Integrating AWS Lex with an iOS or Android application

AWS provides libraries for iOS and Android dev to integrate with their services.  With the announcement of Lex, AWS also provided client libraries for the bot service.  In this blog post, an iOS example of Lex integration will be demonstrated, but the concepts for Android are similar.

Configuration - iOS/Swift

1
2
3
4
5
6
7
let credentialsProvider = AWSCognitoCredentialsProvider
(regionType: "AWSRegionType.usEast1", identityPoolId: CognitoIdentityId)

// Lex currently only in us-east-1
let configuration = AWSServiceConfiguration(region: .usEast1, credentialsProvider: credentialsProvider)

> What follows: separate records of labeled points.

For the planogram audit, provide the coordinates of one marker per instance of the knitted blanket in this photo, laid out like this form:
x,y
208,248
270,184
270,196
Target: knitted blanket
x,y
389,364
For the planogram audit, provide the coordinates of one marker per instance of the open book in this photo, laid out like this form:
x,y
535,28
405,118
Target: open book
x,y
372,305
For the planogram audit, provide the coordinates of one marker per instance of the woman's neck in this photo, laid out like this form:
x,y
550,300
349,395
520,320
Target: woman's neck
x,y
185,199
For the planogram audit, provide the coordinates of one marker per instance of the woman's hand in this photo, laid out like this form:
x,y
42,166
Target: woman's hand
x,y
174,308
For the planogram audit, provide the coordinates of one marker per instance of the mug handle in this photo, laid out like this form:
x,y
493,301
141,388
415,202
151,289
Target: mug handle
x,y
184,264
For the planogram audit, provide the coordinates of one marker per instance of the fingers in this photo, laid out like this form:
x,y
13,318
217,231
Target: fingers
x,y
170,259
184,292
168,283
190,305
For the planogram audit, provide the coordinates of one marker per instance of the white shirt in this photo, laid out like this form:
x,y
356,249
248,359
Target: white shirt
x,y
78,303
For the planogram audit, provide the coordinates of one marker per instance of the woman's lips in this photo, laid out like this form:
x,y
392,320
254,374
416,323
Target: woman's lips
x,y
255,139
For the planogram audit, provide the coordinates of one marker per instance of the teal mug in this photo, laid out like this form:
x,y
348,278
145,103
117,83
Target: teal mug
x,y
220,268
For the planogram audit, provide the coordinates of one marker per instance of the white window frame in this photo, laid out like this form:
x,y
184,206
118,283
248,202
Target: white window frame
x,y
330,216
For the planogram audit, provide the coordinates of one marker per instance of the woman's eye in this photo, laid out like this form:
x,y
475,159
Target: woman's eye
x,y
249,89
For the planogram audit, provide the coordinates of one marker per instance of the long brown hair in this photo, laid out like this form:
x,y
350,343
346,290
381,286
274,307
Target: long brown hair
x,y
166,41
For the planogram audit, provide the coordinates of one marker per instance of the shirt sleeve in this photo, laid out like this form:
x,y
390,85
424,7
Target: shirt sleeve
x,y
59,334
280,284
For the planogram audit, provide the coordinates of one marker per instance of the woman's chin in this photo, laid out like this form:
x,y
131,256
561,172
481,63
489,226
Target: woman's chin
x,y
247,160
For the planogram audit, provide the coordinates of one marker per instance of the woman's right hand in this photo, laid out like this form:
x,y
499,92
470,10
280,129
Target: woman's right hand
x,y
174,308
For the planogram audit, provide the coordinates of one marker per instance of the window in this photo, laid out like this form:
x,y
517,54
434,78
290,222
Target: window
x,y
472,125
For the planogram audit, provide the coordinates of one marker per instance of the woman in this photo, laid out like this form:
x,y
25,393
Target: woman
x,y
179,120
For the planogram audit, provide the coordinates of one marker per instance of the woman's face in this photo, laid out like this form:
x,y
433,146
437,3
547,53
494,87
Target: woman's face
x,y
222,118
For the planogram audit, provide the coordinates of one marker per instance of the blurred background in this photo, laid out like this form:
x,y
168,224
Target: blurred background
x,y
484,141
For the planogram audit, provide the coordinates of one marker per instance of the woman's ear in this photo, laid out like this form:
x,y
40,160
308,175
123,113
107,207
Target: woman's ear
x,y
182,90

AWSServiceManager.default().defaultServiceConfiguration = configuration

The above code sets up our application to talk to our AWS account(the CognitoIdenityId is specific to an AWS account).  Once authentication and region configuration is complete, the app can integrate text or voice bot services.

1
2
3
4
5
6
7
//Name the bot to connect with and the version of the chat bot.  
//As a chat bot is updated and changed, a version history is kept.  
//$LATEST will tell the app to always use the most recent bot.
let chatConfig = AWSLexInteractionKitConfig.defaultInteractionKitConfig(withBotName: "PizzaBot", botAlias: "$LATEST")
AWSLexInteractionKit.register(with: configuration!, interactionKitConfiguration: chatConfig, forKey: "AWSLexVoiceButton")
chatConfig.autoPlayback = false
AWSLexInteractionKit.register(with: configuration!, interactionKitConfiguration: chatConfig, forKey: "chatConfig")

Invoking the Bot with Voice or Text

There is actually very little work to do for the app itself.  Simply invoke the bot with either text or voice and handle the output parameters when the user is done.

Voice Chat Button - View Controller

Use AWSLexVoiceButton and the corresponding AWSLexVoiceButtonDelegate for output callbacks

 1
 2
 3
 4
 5
 6
 7
 8
 9
10
11
12
13
14
15
16
17
18
19
20
21
22
class VoiceChatViewController: UIViewController, AWSLexVoiceButtonDelegate {

    @IBOutlet weak var voiceButton: AWSLexVoiceButton!
    @IBOutlet weak var output: UILabel!

    override func viewDidLoad() {
        super.viewDidLoad()
        self.voiceButton.delegate = self
    }

    func voiceButton(_ button: AWSLexVoiceButton, on response: AWSLexVoiceButtonResponse) {
        DispatchQueue.main.async(execute: {
            print("output \(response.outputText)")
            self.output.text = response.outputText
        })
    }

    public func voiceButton(_ button: AWSLexVoiceButton, onError error: Error) {
        print("error \(error)")
    }

}

The above code simply links a button from the storyboard and provides success/error callbacks with the bot’s response.

Text Chat

A text view controller works similar to a voice view controller.  To send text to a bot, use AWSLexInteractionKit. It has several methods on it to accept text input and respond with text output or even audio output.  This class will also help store state, such as the current slots filled by the user’s input and the intent being invoked.

Conclusion

While Amazon Lex is still in BETA, it is becoming increasingly easy to create chat bots within a mobile application.  This can be one more way for an app or product to reach consumers in a meaningful way.